Galperin’s office released a previous report in 2019 that estimated the average cost of building one unit of Prop. HHH housing at $507,000 per unit. Costs have only increased in the next two years with per unit cost averaging $530,000 in 2020 and mushrooming to almost $600,000 per unit in 2021.
“Although Los Angeles has made some progress with Proposition HHH, it hasn’t been enough. The costs are too high and the pace is too slow to address the tragedy on our streets. If the City doesn’t learn from its mistakes, it risks repeating them. Angelenos, sheltered and unsheltered, cannot afford that to happen,” Galperin said in a statement.
The city has 65 supportive housing projects that are under construction with funding from Prop. HHH for a total of 4,300 units. Galperin’s estimates say that the average per unit cost is currently $596,000, with some projects at a low of $309,000 per unit but with some as high as an astounding $765,000 per unit. Of this total of 4,300 units under construction, the Controller’s estimate is that more than 14% of the 4,300 total projects cost more than $700,000 each.
There are an additional 27 Prop. HHH projects that are moving through the design stage that would create an additional 1,880 units of housing. Of those projects in the planning stages average a cost of $580,000 per unit, with the low end of $372,000 per unit and the high end rising to $837,000 per unit.
The Prop. HHH program is on track to provide a little over 8,000 units of brand new housing, only 7,000 of which would be supportive housing with a total of 125 projects.
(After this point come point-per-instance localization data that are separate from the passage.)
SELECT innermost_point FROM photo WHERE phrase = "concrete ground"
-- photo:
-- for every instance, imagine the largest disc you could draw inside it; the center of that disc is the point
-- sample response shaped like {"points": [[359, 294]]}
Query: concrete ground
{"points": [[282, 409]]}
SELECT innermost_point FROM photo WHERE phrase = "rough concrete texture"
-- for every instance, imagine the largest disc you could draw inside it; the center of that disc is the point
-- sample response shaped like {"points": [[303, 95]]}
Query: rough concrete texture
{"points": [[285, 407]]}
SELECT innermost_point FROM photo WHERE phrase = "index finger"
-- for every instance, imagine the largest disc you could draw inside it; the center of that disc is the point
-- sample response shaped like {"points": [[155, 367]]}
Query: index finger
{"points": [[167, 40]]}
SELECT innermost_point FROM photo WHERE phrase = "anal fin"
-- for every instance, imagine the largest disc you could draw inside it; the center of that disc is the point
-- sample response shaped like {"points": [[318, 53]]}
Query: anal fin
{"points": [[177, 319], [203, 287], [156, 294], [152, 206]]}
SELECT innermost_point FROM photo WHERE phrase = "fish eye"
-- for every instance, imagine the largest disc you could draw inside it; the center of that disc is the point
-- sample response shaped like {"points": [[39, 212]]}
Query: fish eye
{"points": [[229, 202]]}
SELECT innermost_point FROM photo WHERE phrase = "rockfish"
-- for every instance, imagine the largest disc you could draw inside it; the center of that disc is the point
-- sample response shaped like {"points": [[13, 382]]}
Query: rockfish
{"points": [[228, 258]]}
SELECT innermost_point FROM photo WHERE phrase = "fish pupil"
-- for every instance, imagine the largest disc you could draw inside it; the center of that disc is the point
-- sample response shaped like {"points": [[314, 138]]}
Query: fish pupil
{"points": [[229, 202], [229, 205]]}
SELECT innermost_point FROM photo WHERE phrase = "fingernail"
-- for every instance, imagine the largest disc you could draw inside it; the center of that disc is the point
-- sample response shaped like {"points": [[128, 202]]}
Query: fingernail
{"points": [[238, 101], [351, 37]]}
It is Galperin’s recommendation that the City should pass additional measures to help make the process of approvals easier and to consider using funds from Prop. HHH to buy buildings that already exist to convert into permanent supportive housing, much like the Project Homekey program or build interim housing instead. Galperin repeated his recommendation that the City should think twice about projects that have stalled or that cost too much. City officials did not respond positively to Galperin when he first made this recommendation.
It is possible that officials might be able to maneuver Prop. HHH fund away from boondoggle projects but that doesn’t solve the overall problem with the price of construction in Los Angeles.
It’s not just supportive housing that is costly, all types of construction are being affected by rising prices in the Los Angeles area including infrastructure projects and market rate construction.
For example, Metro Los Angeles has a proposal on the table to split the Metro Gold Line extension or Eastline L into smaller stages because of rising prices that makes the line more expensive than the money that has been allocated to build it.
In fact, a report on construction costs in Los Angeles from the UC Riverside School of Business shows that the per unit cost average in Los Angeles for new housing is almost $580,000 for any type of construction project no matter who is building it. It speaks to the larger problem with the real estate market in the Los Angeles area which in turn has and continues to exacerbate the issue of homelessness.